“Sono proprio io!”
Lc 24,35-48 – III domenica dopo Pasqua (14 aprile 2024)
“Gesù in persona” viene tra i suoi, vale a dire Gesù lui, Gesù stesso è lì presente in mezzo e non un’idea, non un concetto o un’astrazione e tantomeno uno spirito, ma lui stesso con i suoi tratti unici e irripetibili. Per questo il Risorto chiede di essere toccato: “Sono proprio io! Toccatemi e guardatemi”. Faremmo torto al senso del Vangelo se congedassimo troppo sbrigativamente questa richiesta del Risorto come una mera prova della realtà della sua risurrezione dai morti. Non umiliano il Vangelo riducendolo a scipita apologetica cristiana. E neppure, con sottile scetticismo, possiamo leggere questo Vangelo in modo metaforico o allegorico, aggirando la carne del Risorto e facendone un puro spirito. Per questo il Risorto stesso dice: “Uno spirito non ha carne e ossa, come vedete che io ho”.

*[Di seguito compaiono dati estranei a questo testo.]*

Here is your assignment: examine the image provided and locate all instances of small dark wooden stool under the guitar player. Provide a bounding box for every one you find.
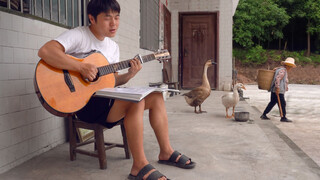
[68,115,130,169]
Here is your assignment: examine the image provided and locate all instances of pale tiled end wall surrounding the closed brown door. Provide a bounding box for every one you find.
[168,0,232,90]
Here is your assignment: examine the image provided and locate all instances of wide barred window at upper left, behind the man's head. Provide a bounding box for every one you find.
[0,0,89,27]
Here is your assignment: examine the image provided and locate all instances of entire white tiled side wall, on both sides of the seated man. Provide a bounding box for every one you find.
[0,0,162,173]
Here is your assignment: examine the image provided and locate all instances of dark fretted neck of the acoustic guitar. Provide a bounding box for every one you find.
[98,54,156,76]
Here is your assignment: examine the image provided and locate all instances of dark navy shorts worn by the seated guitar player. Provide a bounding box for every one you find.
[76,97,121,129]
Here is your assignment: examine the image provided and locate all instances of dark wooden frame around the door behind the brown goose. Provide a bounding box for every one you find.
[178,11,220,89]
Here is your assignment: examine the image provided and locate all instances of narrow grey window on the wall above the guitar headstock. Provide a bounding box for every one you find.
[140,0,159,51]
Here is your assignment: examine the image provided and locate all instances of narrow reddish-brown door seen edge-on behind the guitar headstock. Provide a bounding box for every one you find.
[163,6,172,82]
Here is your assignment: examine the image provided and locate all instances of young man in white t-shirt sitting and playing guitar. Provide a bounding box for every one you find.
[38,0,195,180]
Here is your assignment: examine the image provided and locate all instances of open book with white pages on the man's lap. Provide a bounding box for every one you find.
[95,87,180,102]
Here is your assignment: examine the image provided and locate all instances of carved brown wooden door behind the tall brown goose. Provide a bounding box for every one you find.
[179,13,218,89]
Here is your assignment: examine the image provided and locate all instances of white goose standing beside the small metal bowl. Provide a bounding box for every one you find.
[221,83,246,118]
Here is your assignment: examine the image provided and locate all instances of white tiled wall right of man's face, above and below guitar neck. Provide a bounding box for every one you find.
[114,0,162,86]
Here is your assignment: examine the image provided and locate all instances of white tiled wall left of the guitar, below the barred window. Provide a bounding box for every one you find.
[0,12,65,173]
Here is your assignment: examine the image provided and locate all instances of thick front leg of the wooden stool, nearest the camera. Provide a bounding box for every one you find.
[94,127,107,169]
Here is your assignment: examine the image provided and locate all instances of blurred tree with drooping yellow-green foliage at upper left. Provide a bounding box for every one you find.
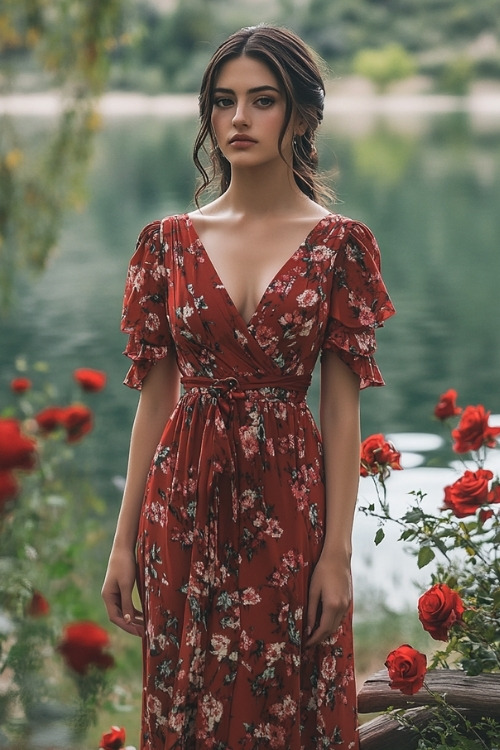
[0,0,126,305]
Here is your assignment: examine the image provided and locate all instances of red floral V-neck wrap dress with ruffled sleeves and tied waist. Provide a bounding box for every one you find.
[122,215,394,750]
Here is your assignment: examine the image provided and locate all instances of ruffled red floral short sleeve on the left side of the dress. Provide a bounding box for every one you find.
[121,221,173,390]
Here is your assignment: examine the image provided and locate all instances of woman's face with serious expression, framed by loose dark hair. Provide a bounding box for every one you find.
[211,55,294,168]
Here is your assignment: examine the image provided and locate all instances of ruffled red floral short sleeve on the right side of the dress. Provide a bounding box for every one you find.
[322,221,395,388]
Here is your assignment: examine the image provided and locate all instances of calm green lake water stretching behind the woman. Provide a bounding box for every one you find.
[0,95,500,604]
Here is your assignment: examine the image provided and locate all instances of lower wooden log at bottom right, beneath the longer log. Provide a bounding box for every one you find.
[359,706,431,750]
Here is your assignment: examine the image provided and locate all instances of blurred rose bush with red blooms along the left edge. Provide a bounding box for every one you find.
[0,362,121,750]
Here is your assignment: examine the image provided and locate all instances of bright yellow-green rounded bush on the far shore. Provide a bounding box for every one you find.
[353,44,417,91]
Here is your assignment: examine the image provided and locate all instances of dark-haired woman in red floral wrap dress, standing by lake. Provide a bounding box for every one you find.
[103,26,394,750]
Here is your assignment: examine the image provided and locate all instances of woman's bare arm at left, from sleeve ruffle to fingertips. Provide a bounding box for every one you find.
[102,352,179,635]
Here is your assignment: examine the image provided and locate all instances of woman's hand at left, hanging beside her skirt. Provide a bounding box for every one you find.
[101,550,144,637]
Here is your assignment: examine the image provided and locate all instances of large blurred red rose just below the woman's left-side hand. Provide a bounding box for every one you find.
[58,622,114,674]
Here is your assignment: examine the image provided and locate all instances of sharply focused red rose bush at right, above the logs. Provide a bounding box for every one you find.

Chiedendo di essere toccato, Gesù Risorto rivela agli Undici che confessare la sua risurrezione dai morti non è convincersi di un’idea o aderire a un’ideale. Il Risorto non lo si incontra sui libri ma stando nel mezzo della comunità reale, là dove egli viene in “carne e ossa” e domanda di essere toccato, palpato. Se la realtà è superiore all’idea, la carne è il sacramento del reale. Da qui l’invito “guardate le mie mani e i miei piedi: sono proprio io!”. Come ogni corpo porta in sé le tracce della vita che ha vissuto, così il corpo del Risorto porta iscritta in sé la vita di Gesù. Il corpo del Risorto è memoria vivente, perché le sue mani e i suoi piedi portano i segni della sua reale storia di carne. Così, toccare la carne del Risorto è una condizione per giungere alla fede pasquale, per gli Undici riuniti nella camera alta come per noi riuniti nelle nostre assemblee eucaristiche.
Ma come toccare oggi la carne del Risorto, dato che senza contatto non c’è fede pasquale reale, ma solo ideologia? Chiedendo di essere toccato e a guardato, il Risorto ricorda ai credenti in lui di ogni generazione che non vi è altra possibile via per giungere alla fede pasquale che non passi per il contatto vivo con la sua carne, vale a dire l’unicità della sua persona, la nudità del suo essere umano, la concretezza della sua vita, la realtà del suo vissuto. Toccare la carne del Risorto significa per noi creare con la persona di Gesù una relazione vera, concreta, fattiva, amorosa: dà vita a vita, da carne a carne che è il contatto umano più reale possibile. Toccare la carne del Risorto significa “rifugiarsi nei Vangeli come nella carne di Cristo”, secondo la bella espressione di Ignazio d’Antiochia, per fare nostro quel suo sentire, per abitare i suoi pensieri, ascoltare la sua parola, discernere il senso dei gesti da lui compiuti in quelli che la Lettera agli Ebrei chiama “i giorni della sua carne” (Eb 5,7). Giorni nei quali scorre la linfa di una vita più forte della morte.
“Avete qui qualcosa da mangiare?”. Nello stare a tavola con i discepoli e nel mangiare di nuovo con loro si manifesta quel “Gesù in persona”, quel “sono proprio io” di Gesù risorto, cioè quel tratto distintivo della sua personalità ospitale, conviviale, gioiosa che era il suo modo di stare in mezzo a loro e alla gente. Il Risorto mangia con i suoi discepoli non solo per provare che lui è davvero lì, ma per dire che quella comunione di tavola, quella quotidiana convivialità attraverso la quale per anni Gesù ha creato una nuova comunità durante la sua vita, continua a viverla con i suoi discepoli anche nella sua vita dopo la risurrezione e continua a farlo per noi oggi credenti in lui, in una profonda prossimità di tavola. Solo chi non evade la carne di Gesù vive nello spirito del Risorto.